In the meantime, in women who are at higher risk of GDM, early screening is paramount as early diagnosis and treatment can significantly reduce adverse offspring and maternal outcomes.

References:

  1. ACOG practice bulletin no. 190: gestational diabetes mellitus. Obstet Gynecol 2018; 131(2): e49-e64.
  2. The HAPO Study Cooperative Research Group. Hyperglycemia and Adverse Pregnancy Outcomes. N Engl J Med 2008; 358:1991-2002. DOI: 10.1056/NEJMoa0707943
  3. Immanuel J, Simmons D. Screening and treatment for early-onset gestational diabetes mellitus: a systematic review and meta-analysis. Curr Diab Rep 2017; 17:115.
  4. Landon MB, Spong CY, Thom E, et al. A multicenter, randomized trial of treatment for mild gestational diabetes. N Engl J Med 2009; 361: 1339-48.
  5. Crowther CA, Hiller JE, Moss JR, McPhee AJ, Jeffries WS, Robinson JS. Effect of treatment of gestational diabetes mellitus on pregnancy outcomes. N Engl J Med 2005; 352: 2477-86.

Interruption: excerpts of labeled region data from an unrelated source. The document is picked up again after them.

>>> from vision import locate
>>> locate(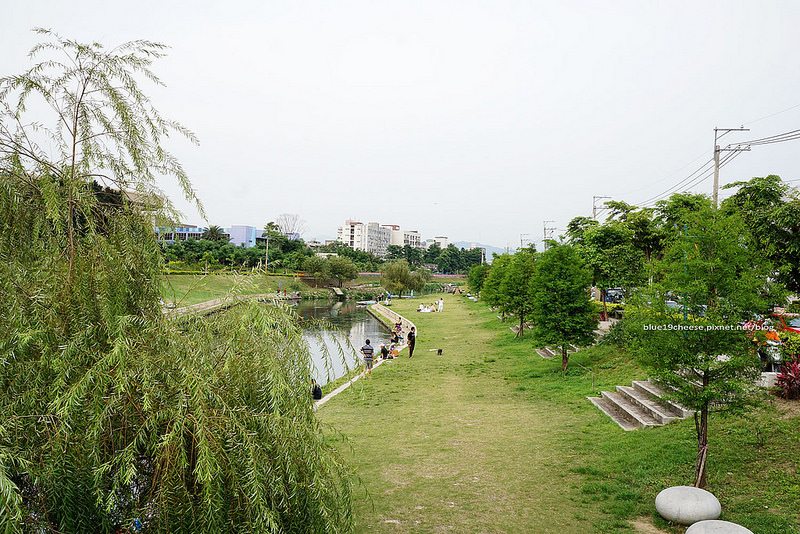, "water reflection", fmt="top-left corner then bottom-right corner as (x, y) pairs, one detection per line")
(295, 301), (391, 385)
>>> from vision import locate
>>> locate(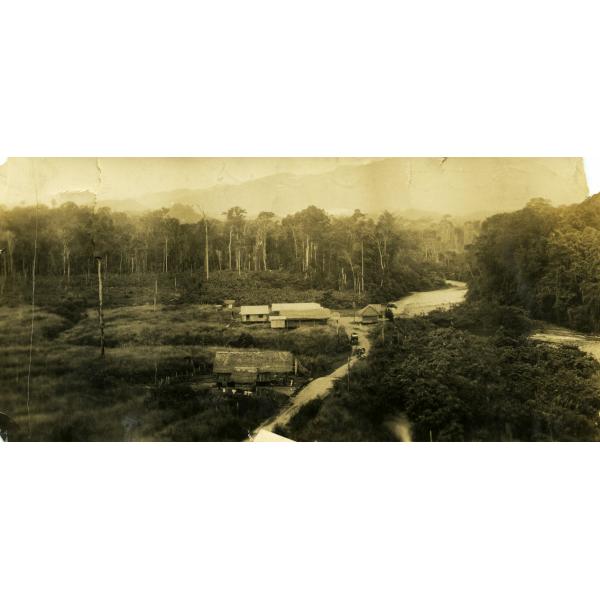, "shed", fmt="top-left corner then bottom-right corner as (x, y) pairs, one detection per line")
(271, 307), (331, 329)
(213, 350), (298, 387)
(271, 302), (323, 316)
(240, 304), (269, 323)
(358, 304), (382, 323)
(269, 316), (285, 329)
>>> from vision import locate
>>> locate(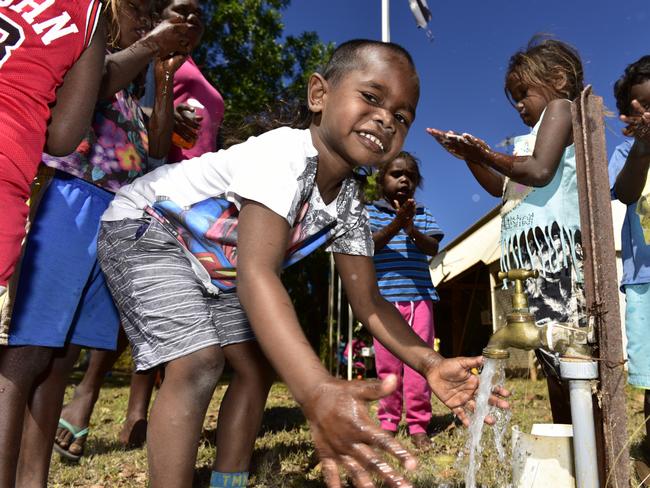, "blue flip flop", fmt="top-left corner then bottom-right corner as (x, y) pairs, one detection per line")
(54, 418), (88, 461)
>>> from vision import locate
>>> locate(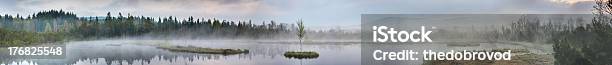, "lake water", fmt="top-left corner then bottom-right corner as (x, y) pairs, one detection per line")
(0, 40), (553, 65)
(2, 40), (360, 65)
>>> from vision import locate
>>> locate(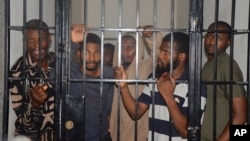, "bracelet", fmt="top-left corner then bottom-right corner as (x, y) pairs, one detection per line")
(31, 100), (41, 109)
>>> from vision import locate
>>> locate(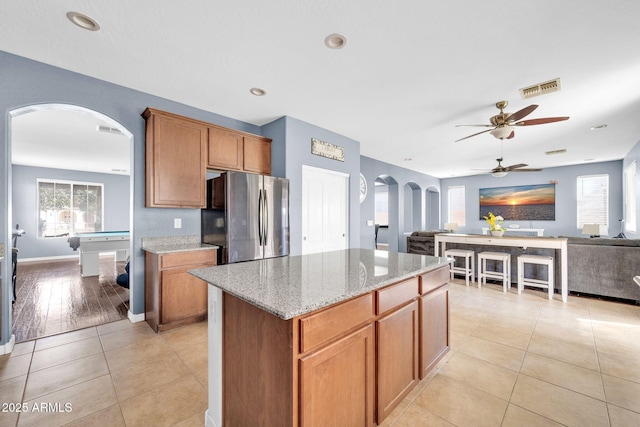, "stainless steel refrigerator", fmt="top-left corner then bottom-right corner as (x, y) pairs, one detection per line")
(201, 172), (289, 264)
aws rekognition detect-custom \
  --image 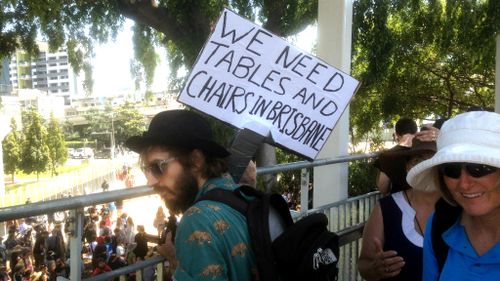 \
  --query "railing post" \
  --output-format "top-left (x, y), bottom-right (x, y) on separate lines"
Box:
top-left (67, 208), bottom-right (84, 281)
top-left (300, 168), bottom-right (309, 215)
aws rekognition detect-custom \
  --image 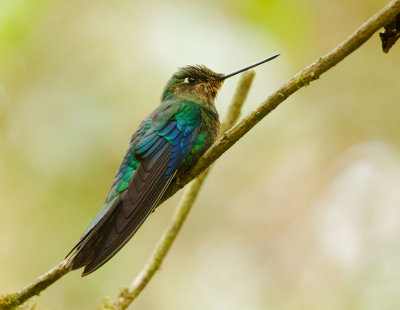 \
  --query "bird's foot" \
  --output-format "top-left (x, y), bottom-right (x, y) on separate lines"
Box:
top-left (175, 175), bottom-right (184, 188)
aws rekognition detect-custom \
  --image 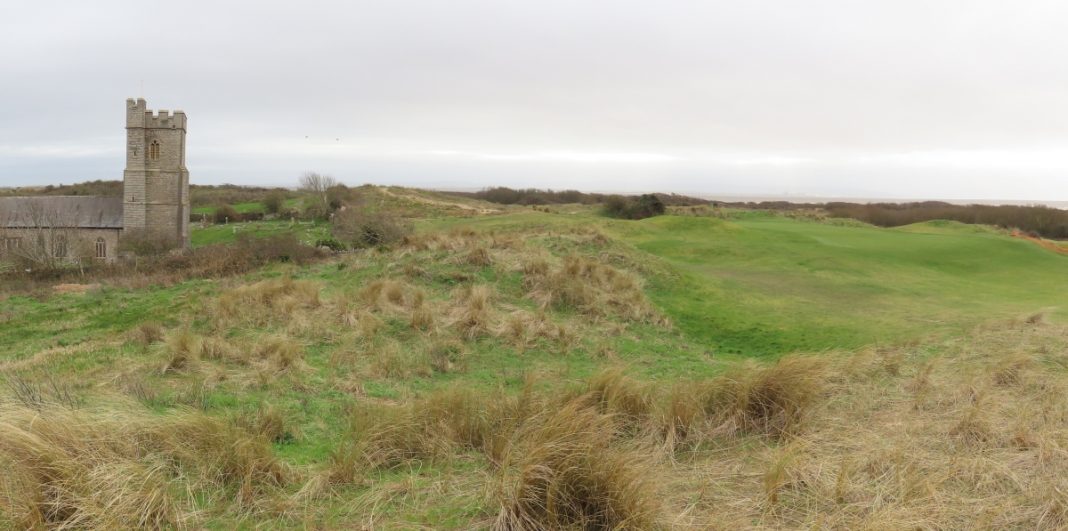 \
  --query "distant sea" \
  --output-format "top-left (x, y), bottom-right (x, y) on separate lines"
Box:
top-left (700, 193), bottom-right (1068, 209)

  6. Li Y, Wang W, Zhang D. Maternal diabetes mellitus and risk of neonatal respiratory distress syndrome: a meta-analysis. Acta Diabetol 2019; 56: 729-40.
  7. Harper LM, Jauk V, Longo S, Biggio JR, Szychowski JM, Tita AT. Early gestational diabetes screening in obese women:a randomized controlled trial. Am J Obstet Gynecol 2020; 222(5): 495.e1-495.e8.
  8. Simmons D, Immanuel J, Hague WM, Teede H, Nolan CJ, Peek MJ, Flack JR, McLean M, Wong V, Hibbert E, Kautzky-Willer A, Harreiter J, Backman H, Gianatti E, Sweeting A, Mohan V, Enticott J, Cheung NW; TOBOGM Research Group. Treatment of Gestational Diabetes Mellitus Diagnosed Early in Pregnancy. N Engl J Med. 2023 May 5. doi: 10.1056/NEJMoa2214956.